Folha de S. Paulo
A preferência pelo eufemismo é um traço
clássico da linguagem estatal-burocrática
Investigando o "declínio" da
língua inglesa, George Orwell escreveu: "ela torna-se feia e imprecisa
porque nossos pensamentos são tolos, mas o desmazelo de nossa linguagem
facilita-nos desenvolver pensamentos estúpidos". O raciocínio aplica-se ao
português e especificamente à Folha,
que escolheu a palavra "embargo" para noticiar o advento da censura
interna de opinião (13/5).
A preferência pelo eufemismo é um traço
clássico da linguagem estatal-burocrática. Num jornal de extensa tradição, é
coisa incomum. Não contente com um eufemismo, a Folha dobrou a dose,
batizando uma PIP (Polícia Identitária do Pensamento) como Comitê
de Inclusão e Equidade, composto por 17 jornalistas anônimos (mas
identificados por cor e gênero).
Imprecisa, a notícia nada esclarece sobre a
extensão da influência da PIP nas decisões de censura interna. Fica claro,
porém, que as duas iniciativas procedem da mesma fonte: o clamor da IRUD
(Igreja Racialista dos Últimos Dias) e do grupo auxiliar Jocevir (Jornalistas
pela Censura Virtuosa) pela supressão de artigos opinativos não alinhados com a
teologia das políticas de raça.
A renúncia ao pluralismo de opiniões, uma violação direta do Projeto Folha, decorre da "reação à publicação de um texto de Antônio Risério, em que o antropólogo acusa negros de racismo contra brancos". O texto não foi selecionado aleatoriamente: proibi-lo cumpre uma função política específica.

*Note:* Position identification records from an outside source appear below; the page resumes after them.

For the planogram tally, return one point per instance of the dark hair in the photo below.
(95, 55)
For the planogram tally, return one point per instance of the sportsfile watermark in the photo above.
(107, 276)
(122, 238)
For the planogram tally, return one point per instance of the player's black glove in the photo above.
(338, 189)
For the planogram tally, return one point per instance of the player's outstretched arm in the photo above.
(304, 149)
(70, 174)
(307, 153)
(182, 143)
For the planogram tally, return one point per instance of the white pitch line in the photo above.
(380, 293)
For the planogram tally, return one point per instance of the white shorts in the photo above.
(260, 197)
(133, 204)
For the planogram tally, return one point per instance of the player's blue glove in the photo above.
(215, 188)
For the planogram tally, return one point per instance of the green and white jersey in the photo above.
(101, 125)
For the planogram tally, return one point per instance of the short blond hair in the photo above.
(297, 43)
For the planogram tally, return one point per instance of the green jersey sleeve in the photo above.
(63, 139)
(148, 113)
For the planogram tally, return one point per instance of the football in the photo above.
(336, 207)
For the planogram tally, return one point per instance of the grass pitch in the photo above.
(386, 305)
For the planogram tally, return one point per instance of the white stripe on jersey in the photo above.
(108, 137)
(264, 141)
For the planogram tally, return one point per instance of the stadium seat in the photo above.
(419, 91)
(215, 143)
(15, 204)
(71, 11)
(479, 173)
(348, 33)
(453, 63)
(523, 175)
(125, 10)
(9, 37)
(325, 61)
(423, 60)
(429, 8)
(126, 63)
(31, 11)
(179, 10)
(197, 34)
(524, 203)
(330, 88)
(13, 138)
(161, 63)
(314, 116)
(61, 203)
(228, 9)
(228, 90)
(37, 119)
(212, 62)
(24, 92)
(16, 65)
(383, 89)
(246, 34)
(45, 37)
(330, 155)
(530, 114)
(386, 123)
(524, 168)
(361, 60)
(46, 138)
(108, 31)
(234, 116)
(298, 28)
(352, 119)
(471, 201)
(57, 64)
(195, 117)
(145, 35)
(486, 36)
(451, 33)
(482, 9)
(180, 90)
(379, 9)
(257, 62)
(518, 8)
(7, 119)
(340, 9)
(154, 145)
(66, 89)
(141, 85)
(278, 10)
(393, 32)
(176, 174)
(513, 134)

Yusra Khogali, fundadora do BLM
(Black Lives Matter) em Toronto, escreveu que "pessoas brancas
são um defeito genético da negritude" e que "a pele branca é
sub-humana". Ainda: "Brancos precisam do supremacismo branco como
mecanismo para proteger sua sobrevivência como povo. Negros, simplesmente por
meio de seus genes dominantes, podem literalmente aniquilar a raça
branca."
Khogali também implorou a Alá para ajudá-la
a "não matar essa gente branca hoje" e, mais tarde, classificou o
primeiro-ministro Justin Trudeau como "supremacista branco". A
supremacista negra continuou na liderança do BLM/Canadá e suas ideias racistas
inspiram uma ala minoritária do BLM nos EUA, o que corrói o apoio social a um
movimento tão importante na denúncia da violência policial contra negros.
Risério apontava tendências ideológicas
relevantes, não detalhes marginais. Seu artigo deveria ser lido pelo movimento
negro como um alerta: o antirracismo, para prevalecer, precisa pertencer a
indivíduos de todas as cores de pele. A lição, ensinada por Martin Luther King
e Wyatt Tee Walker, parece esquecida por uma geração de ativistas que trocam o
princípio da igualdade pela reivindicação da diferença.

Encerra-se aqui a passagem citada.